Looking closer at the 3rd-place-winning code, I realized that it is almost one-for-one with the PPO2 Baselines implementation, with numerous methods and variables from the ppo2.py, model.py, and runner.py files in the ~\baselines\baselines\ppo2
sub-directory being virtually completely pasted into the ppo2ttifrutti.py file. This phenomenon would imply, of course, that FastLearner would be saving models and checkpoints in a manner that is similar to how the PPO2 Baselines implementation is. However, running PPO2 does not guarantee anything being saved, potentially a consequence of the relevant variable being set to None.
Manipulating the save_interval
variable to some value n, initially set at 0, enabled me to load "checkpoints" every n updates. If we presume that there have been 100 updates, three files are created on the hundredth update:
00100_tf.data-00000-of-00001
00100_tf.index
00100_tf.meta
The frequency with which these files are created is determined by n. How would these "checkpoints" be relevant, though? One idea Dr.

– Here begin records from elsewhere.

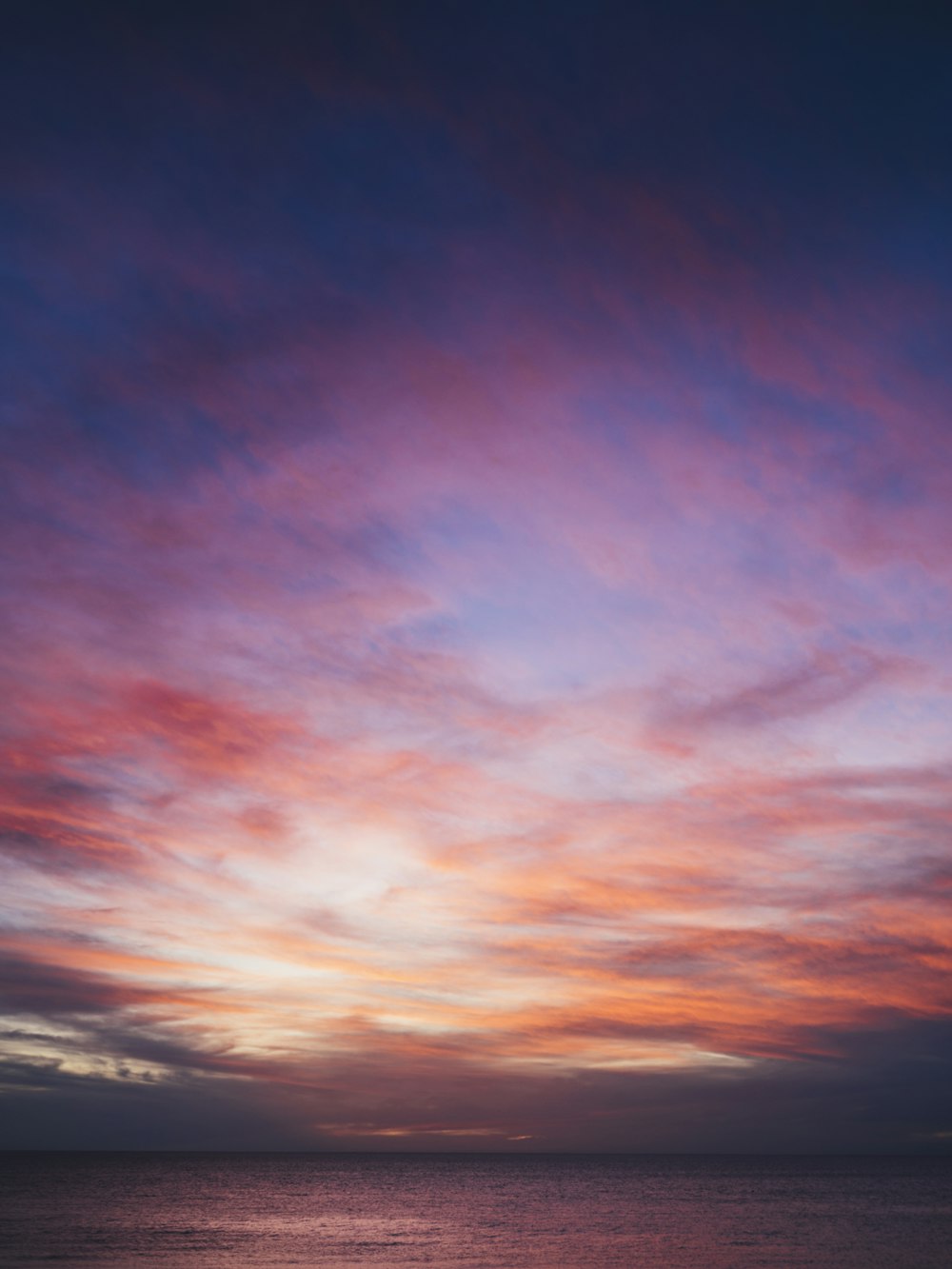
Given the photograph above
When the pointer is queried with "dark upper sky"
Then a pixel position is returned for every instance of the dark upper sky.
(478, 571)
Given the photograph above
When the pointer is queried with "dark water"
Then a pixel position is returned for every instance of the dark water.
(209, 1211)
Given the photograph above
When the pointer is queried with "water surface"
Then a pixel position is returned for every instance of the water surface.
(208, 1211)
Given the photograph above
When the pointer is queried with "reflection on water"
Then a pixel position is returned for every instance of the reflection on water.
(487, 1211)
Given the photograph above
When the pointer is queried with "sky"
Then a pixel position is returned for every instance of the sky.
(476, 576)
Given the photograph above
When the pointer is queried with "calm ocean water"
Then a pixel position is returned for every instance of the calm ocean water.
(493, 1211)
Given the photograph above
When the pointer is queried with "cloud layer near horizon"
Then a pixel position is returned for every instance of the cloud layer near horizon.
(478, 590)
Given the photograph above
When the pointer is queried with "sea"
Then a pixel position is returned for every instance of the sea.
(208, 1211)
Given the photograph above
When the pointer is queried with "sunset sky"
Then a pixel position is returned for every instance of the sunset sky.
(476, 518)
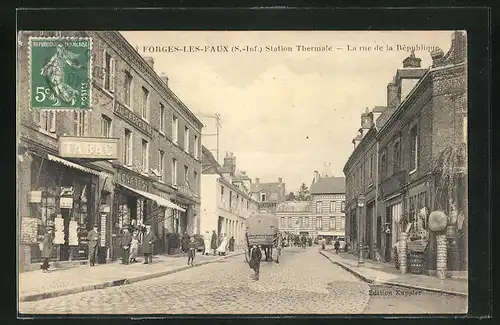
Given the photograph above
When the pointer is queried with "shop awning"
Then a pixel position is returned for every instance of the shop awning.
(158, 199)
(72, 165)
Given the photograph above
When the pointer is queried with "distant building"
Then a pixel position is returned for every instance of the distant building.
(327, 205)
(268, 195)
(226, 202)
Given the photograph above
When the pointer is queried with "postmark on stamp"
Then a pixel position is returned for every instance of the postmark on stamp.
(60, 72)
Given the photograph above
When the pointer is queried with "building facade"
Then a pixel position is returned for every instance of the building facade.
(425, 118)
(154, 177)
(226, 201)
(268, 195)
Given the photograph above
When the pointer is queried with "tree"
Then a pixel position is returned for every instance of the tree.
(303, 193)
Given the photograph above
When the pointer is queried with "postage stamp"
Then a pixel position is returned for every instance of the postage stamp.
(60, 72)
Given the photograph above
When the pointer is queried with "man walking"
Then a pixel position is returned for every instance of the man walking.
(147, 241)
(213, 242)
(126, 240)
(93, 237)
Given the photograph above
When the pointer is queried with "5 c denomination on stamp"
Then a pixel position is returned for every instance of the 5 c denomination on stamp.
(60, 72)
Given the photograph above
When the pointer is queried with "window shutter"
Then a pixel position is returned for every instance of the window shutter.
(112, 76)
(103, 69)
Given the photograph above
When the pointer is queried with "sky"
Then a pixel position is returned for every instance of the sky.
(284, 113)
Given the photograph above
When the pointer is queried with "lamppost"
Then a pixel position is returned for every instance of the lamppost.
(361, 204)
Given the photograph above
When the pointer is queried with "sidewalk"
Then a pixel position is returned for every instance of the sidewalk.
(385, 273)
(36, 285)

Schrum and I had was to look at the checkpoints.py file, which is periodically edited every time a new "checkpoint" occurs. At the hundredth update, the file's contents would look like:
model_checkpoint_path: "~\\checkpoints\\00100_tf"
all_model_checkpoint_paths: "~\\checkpoints\\00100_tf"
If a model_checkpoint_path
points to a network with updated weights, would it make sense to load this path as a model?
Basically, PPO seems to work, but agents still have problems dealing with loops and backtracking. They do sometimes eventually get through these obstacles, but there is definitely room for improvement.
I think that takes care of the specific details relevant to this issue. I created a new issue for addressing the saving and loading of PPO models #17 , so all future work on that issue should be documented there.
There is a lot of info on this out there. I'm a bit surprised that NEAT has even been applied to Sonic. Here are several helpful links with information:
https://www.freecodecamp.org/news/how-to-use-ai-to-play-sonic-the-hedgehog-its-neat-9d862a2aef98/ https://github.com/Vedant-Gupta523/sonicNEAT
https://github.com/MaxKelsen/openai-sonic https://contest.openai.com/2018-1/details/
It looks as though you have to buy the Sonic games on Steam in order to get the ROM files, but I'll see if I can get them for you. However, in the meantime, you may look at this option:
https://github.com/floydhub/gym-retro-template
You might be able to use this to run code directly on FloydHub, a cloud platform.